Gdy dojdzie do kolizji, w pierwszej kolejności powinniśmy upewnić się, czy żaden z uczestników nie doznał obrażeń i czy nie jest konieczne wezwanie pogotowania ratunkowego. Po sprawdzeniu, że nikomu nic się nie stało, należy usunąć pojazdy z jezdni. Mogą one stwarzać zagrożenie dla innych kierowców.
Następnie trzeba ustalić, kto jest sprawcą zdarzenia. Rozmowa może przebiec bez problemów. Jeden z kierowców bierze na siebie winę, a wszystkie szkody zostają udokumentowane. Spisane zostaje oświadczenie, w którym sprawca kolizji oficjalnie przyznaje się do tego i zobowiązuje się do pokrycia strat ze swojej polisy OC. Taki dokument w zupełności wystarczy, by dostać odszkodowanie.
Do kolizji nie trzeba wzywać policji, jeśli sprawca przyznaje się i nie robi problemów. Scenariusz nie zawsze jednak będzie tak idealny. Już trudności w ustaleniu sprawcy spowodują konieczność wybrania numeru 112 i wezwania patrolu drogówki.
Kiedy do stłuczki trzeba wzywać policję? W sytuacji, jeśli:
- nie można jednoznacznie określić sprawcy zdarzenia lub sprawca nie przyznaje się do winy,
- wezwano na miejsce inne służby ratunkowe (straż pożarną, pogotowie ratunkowe),
- uczestnik zdarzenia jest ranny lub poniósł śmierć,
- wydaje nam się, że uczestnik kolizji może być pod wpływem substancji psychoaktywnych,
- sprawca nie ma niezbędnych dokumentów lub są one nieczytelne,
- sprawca nie posiada ważnej polisy OC,
- sprawca oddalił się z miejsca zdarzenia.
Oznacza to, że policji nie trzeba wzywać na miejsce, gdy obie strony przyjmują wspólną wersję wydarzeń i mogą dogadać się we własnym zakresie.

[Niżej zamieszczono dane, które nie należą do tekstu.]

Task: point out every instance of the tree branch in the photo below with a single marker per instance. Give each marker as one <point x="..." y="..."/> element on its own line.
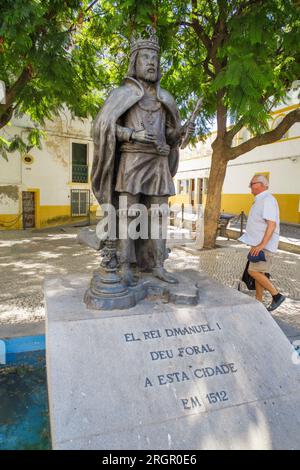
<point x="234" y="130"/>
<point x="6" y="116"/>
<point x="19" y="84"/>
<point x="198" y="28"/>
<point x="267" y="138"/>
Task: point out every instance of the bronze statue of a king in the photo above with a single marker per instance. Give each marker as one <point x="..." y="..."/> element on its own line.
<point x="137" y="135"/>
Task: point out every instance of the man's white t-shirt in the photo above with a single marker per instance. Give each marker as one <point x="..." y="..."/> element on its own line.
<point x="265" y="208"/>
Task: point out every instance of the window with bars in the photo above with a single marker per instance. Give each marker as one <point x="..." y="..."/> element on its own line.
<point x="80" y="202"/>
<point x="79" y="163"/>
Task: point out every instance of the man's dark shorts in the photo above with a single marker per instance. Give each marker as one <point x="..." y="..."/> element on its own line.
<point x="263" y="266"/>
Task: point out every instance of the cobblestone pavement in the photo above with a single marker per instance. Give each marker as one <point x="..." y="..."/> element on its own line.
<point x="27" y="257"/>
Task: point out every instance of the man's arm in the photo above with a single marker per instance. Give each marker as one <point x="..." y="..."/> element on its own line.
<point x="271" y="225"/>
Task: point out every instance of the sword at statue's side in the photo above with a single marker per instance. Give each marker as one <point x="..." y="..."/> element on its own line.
<point x="192" y="120"/>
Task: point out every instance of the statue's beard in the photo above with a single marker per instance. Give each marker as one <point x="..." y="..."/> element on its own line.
<point x="150" y="77"/>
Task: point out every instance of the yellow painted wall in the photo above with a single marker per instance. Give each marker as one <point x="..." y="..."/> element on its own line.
<point x="10" y="221"/>
<point x="179" y="199"/>
<point x="46" y="216"/>
<point x="288" y="205"/>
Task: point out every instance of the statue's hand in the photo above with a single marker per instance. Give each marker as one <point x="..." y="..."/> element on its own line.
<point x="143" y="136"/>
<point x="163" y="150"/>
<point x="187" y="128"/>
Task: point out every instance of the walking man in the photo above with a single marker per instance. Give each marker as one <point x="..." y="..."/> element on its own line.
<point x="262" y="234"/>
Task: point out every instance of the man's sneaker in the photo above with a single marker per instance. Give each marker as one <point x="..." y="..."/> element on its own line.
<point x="275" y="303"/>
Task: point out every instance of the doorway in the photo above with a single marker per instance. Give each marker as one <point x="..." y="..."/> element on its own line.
<point x="28" y="209"/>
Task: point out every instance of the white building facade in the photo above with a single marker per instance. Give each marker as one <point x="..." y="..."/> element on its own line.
<point x="279" y="161"/>
<point x="50" y="186"/>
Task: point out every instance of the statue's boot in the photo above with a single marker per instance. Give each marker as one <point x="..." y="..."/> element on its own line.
<point x="128" y="278"/>
<point x="164" y="275"/>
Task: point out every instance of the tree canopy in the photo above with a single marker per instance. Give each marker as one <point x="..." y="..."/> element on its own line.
<point x="48" y="58"/>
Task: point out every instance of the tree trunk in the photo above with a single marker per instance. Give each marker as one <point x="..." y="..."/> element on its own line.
<point x="213" y="202"/>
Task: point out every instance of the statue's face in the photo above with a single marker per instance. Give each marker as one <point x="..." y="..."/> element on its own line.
<point x="147" y="65"/>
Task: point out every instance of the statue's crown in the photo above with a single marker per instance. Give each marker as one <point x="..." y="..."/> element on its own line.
<point x="150" y="42"/>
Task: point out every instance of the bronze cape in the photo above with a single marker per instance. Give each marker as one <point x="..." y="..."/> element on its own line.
<point x="107" y="148"/>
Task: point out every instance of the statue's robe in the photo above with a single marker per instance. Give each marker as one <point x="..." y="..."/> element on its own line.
<point x="107" y="148"/>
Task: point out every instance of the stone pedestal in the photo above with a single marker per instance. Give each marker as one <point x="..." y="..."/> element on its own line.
<point x="217" y="375"/>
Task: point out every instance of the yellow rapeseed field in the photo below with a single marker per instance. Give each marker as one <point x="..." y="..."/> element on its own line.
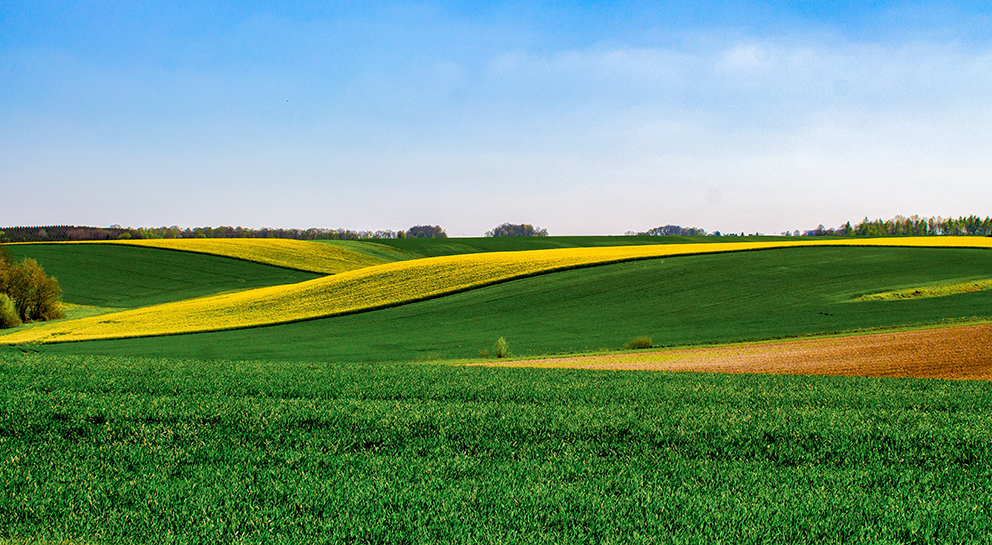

Wezwanie policji do stłuczki w wielu sytuacjach może naprawdę pomóc. Interwencja pozwoli na rozwianie wszelkich wątpliwości. Przyjazd drogówki nie będzie jednak tani dla sprawcy.
Za spowodowanie kolizji drogówka wystawi mandat w wysokości co najmniej 1000 zł. Sprawca zostanie ukarany 6 punktami karnymi. Do tego może dojść kwota mandatu za samą przyczynę kolizji, czyli na przykład nieustąpienie pierwszeństwa czy wjazd na czerwonym świetle. Mandaty sumują się, a to oznacza, że ostateczna kwota do zapłaty może być liczona w tysiącach złotych.
Policja nałoży mandat na sprawcę nawet wtedy, gdy przyjedzie na miejsce, a poszkodowani zgadzają się co do tego, kto był sprawcą kolizji.
Jeszcze gorsza sytuacja będzie wtedy, gdy sprawca ucieknie z miejsca kolizji. Wówczas może się to skończyć mandatem w wysokości 5 tys. zł.